Vector Magnitude and Direction Worksheets
Vectors are often used to model the movement and to analyze the forces that are at work to create this motion. The basic elements of a vector are the direction of the force that is signified by the direction that the arrow points and the magnitude (intensity) that is signified by the length of the line segment from the head of the arrow to the tail. If we are able to find two points that begin and end the vector using a coordinate system, we could easily determine these measures using the distance formula. We would need some information in order to determine the direction of the motion though. These worksheets and lessons show you how to find sums between vectors in the way of both magnitude and direction.
Aligned Standard: HSN-VM.B.4b
- Visualizing Vector Sums Step-by-step Lesson- I give you a word problem that will prompt you to draw the vectors first.
- Guided Lesson - This is where you might start to lose some students. Make sure that they understand every step along the way.
- Guided Lesson Explanation - I tried to make this very clear. I might have added an extra step or two.
- Practice Worksheet - This one can be very time consuming. It took one of my students just under an hour to complete it.
- Matching Worksheet - Match the vector word problem to its outcome.
- Answer Keys - These are for all the unlocked materials above.
Homework Sheets
For this skill we compound two calculations to get a better understanding of the vector.
- Homework 1 - Find the supplementary angle to find an angle of the triangle.
- Homework 2 - Use the Law of cosines to find the direction.
- Homework 3 - Find the measurement of the angle between the vector of the 15 pounds and the vector of the 20 pounds force to the nearest whole degree.
Practice Worksheets
We now translate this skill to real world word problems.
- Practice 1 - Two forces with magnitudes of 21 pounds and 23 pounds are applied to the same fixed object.
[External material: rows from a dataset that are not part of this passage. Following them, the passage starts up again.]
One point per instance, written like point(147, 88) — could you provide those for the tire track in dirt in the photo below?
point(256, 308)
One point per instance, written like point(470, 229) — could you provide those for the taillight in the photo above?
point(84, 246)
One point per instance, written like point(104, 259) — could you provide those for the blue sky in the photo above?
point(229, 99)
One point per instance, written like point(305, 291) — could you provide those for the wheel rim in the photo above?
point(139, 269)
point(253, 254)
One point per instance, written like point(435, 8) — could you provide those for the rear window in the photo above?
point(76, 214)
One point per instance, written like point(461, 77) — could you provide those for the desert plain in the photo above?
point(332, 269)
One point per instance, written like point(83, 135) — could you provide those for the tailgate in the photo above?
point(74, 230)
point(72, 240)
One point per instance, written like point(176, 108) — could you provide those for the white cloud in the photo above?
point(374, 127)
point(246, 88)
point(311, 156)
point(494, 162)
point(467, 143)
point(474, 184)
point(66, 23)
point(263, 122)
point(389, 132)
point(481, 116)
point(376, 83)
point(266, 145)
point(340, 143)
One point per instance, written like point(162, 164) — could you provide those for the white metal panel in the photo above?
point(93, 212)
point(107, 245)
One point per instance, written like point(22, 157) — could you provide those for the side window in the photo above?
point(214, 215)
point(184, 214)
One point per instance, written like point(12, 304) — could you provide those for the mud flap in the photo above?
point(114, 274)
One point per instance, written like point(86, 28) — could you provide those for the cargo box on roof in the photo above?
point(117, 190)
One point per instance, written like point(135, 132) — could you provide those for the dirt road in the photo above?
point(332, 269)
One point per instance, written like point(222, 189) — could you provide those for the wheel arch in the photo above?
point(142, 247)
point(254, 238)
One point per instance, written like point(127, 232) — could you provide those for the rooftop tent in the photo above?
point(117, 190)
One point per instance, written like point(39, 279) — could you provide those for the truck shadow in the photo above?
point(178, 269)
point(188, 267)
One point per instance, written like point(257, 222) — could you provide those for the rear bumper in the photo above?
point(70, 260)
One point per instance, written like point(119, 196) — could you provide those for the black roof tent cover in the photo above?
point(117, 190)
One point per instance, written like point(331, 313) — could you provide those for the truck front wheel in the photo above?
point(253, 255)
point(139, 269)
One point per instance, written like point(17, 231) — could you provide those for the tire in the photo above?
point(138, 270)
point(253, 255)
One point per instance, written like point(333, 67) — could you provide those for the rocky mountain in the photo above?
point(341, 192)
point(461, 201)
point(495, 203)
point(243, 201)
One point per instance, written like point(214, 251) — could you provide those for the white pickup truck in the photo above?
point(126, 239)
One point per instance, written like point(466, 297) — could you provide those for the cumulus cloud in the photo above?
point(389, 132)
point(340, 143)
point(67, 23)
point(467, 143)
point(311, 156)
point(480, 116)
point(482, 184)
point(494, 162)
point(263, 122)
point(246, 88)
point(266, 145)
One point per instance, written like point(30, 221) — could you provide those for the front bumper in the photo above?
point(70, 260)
The magnitude of the resultant force is 10 pounds. Find the measurement of the angle between the resultant vector and the vector of the 21 pounds force to the nearest whole degree.
- Practice 2 - A vector u has a magnitude of 10 and a direction of 0°. A vector v has a magnitude of 20 and a direction of 30°. Find the direction and magnitude of u +v to the nearest whole values.
- Practice 3 - Round to the nearest whole degree as needed.
Math Skill Quizzes
Make sure to review the use of angles in these. The angle 0° seems to give kids trouble and trips them up.
- Quiz 1 - Use the Law of cosines, substitute the values and simplify.
- Quiz 2 - Find out what you can on the u vector.
- Quiz 3 - These will help you understand the overall process of what is being talked about here.
How to Find Vector Sums of Magnitude and Direction
Mathematical operations on vectors are usually common when you are learning advanced mathematics or working in a physics classroom. One of the basic mathematical operations used often with vectors is the concept of finding sums of multiple vectors which requires the addition operation. This allows you to understand the net force that is present in a real-world motion scenario. You can add two vectors to determine the resultant (or result) of the two vectors. However, it is important to understand that direction plays an important part in finding out the result of adding two vectors.
Let us consider an example, and if you are moving a box of books horizontally, then the applied force is in the direction parallel to the x-axis. However, if you apply the force from upwards, the direction is downwards, and the box stays at the same place.
Let us take another example. Thomas and Clark play soccer for two different teams during physical education class in school. During an exhibition match, they came head-to-head and kicked the ball simultaneously in the opposite direction. Thomas kicked the ball with a force of 66N, while Clark kicked it with a force of 70N. Find out the net force of the ball.
Now, there are two forces acting on the ball. Thomas standing at one end applies a force of 66N on it, while the strong Clark kicked it back with 70N. That means Thomas' kick canceled out the force of Clark's kick. The force of Thomas and Clark's kicks are denoted by T and C respectively.
Resultant = C + T: Due to the opposite direction of the forces, the resultant will consist of vector subtraction. Resultant=C+(-T) | Resultant=70 - 66 | Resultant = 4N. The direction of the force is Clark's kick due to its increased value.